Per meglio raggirare l'attrice (e violare la legge) avevano finto sulla carta che buona parte del mobilio e delle opere d'arte che ingolfavano la villa sull'Appia di Gina Lollobrigida non fossero della diva, ma di una cameriera italiana emigrata a Charlotte, nel North Carolina, per servire spaghetti nel ristorante Dolce Osteria. Sostenevano che la donna fosse proprietaria dei beni e li avesse messi all'asta. Invece, si trattava di una truffa, secondo la Procura di Roma. «Questo è uno dei beni più preziosi che ho, che mai avrei voluto vendere», ha detto la Bersagliera ascoltata dal pm che indaga sul caso. L'ultima depredazione ai danni dell'attrice era stata architettata così: all'insaputa di tutti. Della stessa Gina, che aveva firmato il trasferimento di circa 500 pezzi, convinta di destinarli a un deposito che glieli avrebbe riportati dopo la ristrutturazione della sua villa; dell'amministratore di sostegno nominato dal tribunale per vigilare sui beni della diva, già derubata; dell'ignara cameriera.

Gina Lollobrigida da Barbara D'Urso: «Il matrimonio con Rigau? Non c'è mai stato». E fa il tifo per le coppie gay

«Quei beni miei? Roba da matti - si è sfogata quest'ultima - Gina Lollobrigida neanche la conosco.

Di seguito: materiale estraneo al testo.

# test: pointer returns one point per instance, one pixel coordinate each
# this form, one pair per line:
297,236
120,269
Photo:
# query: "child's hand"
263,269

Solo il tempo di una foto e un autografo anni fa in un ristorante a Roma». A depredare il patrimonio dell'attrice, come si legge nelle carte dell'indagine, sarebbe stato Andrea Piazzolla, il «consulente, convivente e uomo di fiducia» della Lollo che, secondo l'accusa, sarebbe riuscito a diventare negli anni l'«unico punto di riferimento col mondo esterno». Il trentaquattrenne avrebbe agito con «una abilità e una pervicacia fuori dal comune», sostiene la Procura, mentre era già a processo con l'accusa di circonvenzione di incapace per aver svuotato i conti dell'attrice per milioni di euro. Ora Piazzolla, dopo l'avviso di chiusura delle indagini, rischia di finire di nuovo a giudizio, questa volta insieme a due complici: un ristoratore romano e una sua parente, titolare di una casa d'aste.

 


LA RICHIESTA
Per il momento, l'indagato può tirare un sospiro di sollievo. Il pm Laura Condemi aveva firmato per lui una richiesta di arresto ai domiciliari, rigettata per una procedura tecnica. Quello che emerge nelle indagini, eseguite dalla Finanza, è inquietante. A partire dall'isolamento in cui è stata relegata la vittima, che incassa in media, tra pensione e diritti d'autore, 100mila euro l'anno ed è affetta da uno stato psichico stabilito con perizia che la rende vulnerabile e suggestionabile. È lei stessa, involontariamente, a incolpare Piazzolla: «Posseggo molte icone sacre e a queste sono molto affezionata. Mai me ne sarei disfatta, perché ritengo mi proteggano», ha detto al magistrato che le chiedeva se riconoscesse i beni messi all'asta. «Avevo consegnato assieme a Piazzolla i miei beni alla titolare di una casa d'aste su Roma affinché si interessasse per individuare una ditta per vendere solo alcuni pezzi. Il resto mi doveva essere restituito al termine dei lavori di ristrutturazione. Anzi, fu lei ad offrirsi per tenerli in deposito». Poi, guardando le foto degli oggetti, Gina aveva aggiunto: «Riconosco le opere numero 12, che stava in camera da letto; 15, che stava all'ingresso; 24, in camera da pranzo», e molte altre. «La 216 è l'icona che stava in corridoio, e queste 5 sono cose mie che mai avrei venduto». E ancora: «Il 306 è uno dei beni più preziosi che ho e che mai avrei voluto vendere, valore 600mila euro odierne». Quando le è stato chiesto della cameriera che, sulla carta, risultava in parte proprietaria dei beni, la risposta della Lollo è stata: «Mai sentito il nome di questa signora». Si è scoperto poi che la donna aveva spedito in passato un documento al ristoratore amico di Piazzolla per regolarizzare un'assunzione. E che quindi il mandato a vendere, «sgranato», come annota il pm, poteva essere stato falsificato. L'avvocato Michele Gentiloni Silveri, difensore del figlio e del nipote della diva, si dice «sbigottito dalla noncuranza di Piazzolla rispetto al dibattimento in corso e all'amministrazione di sostegno».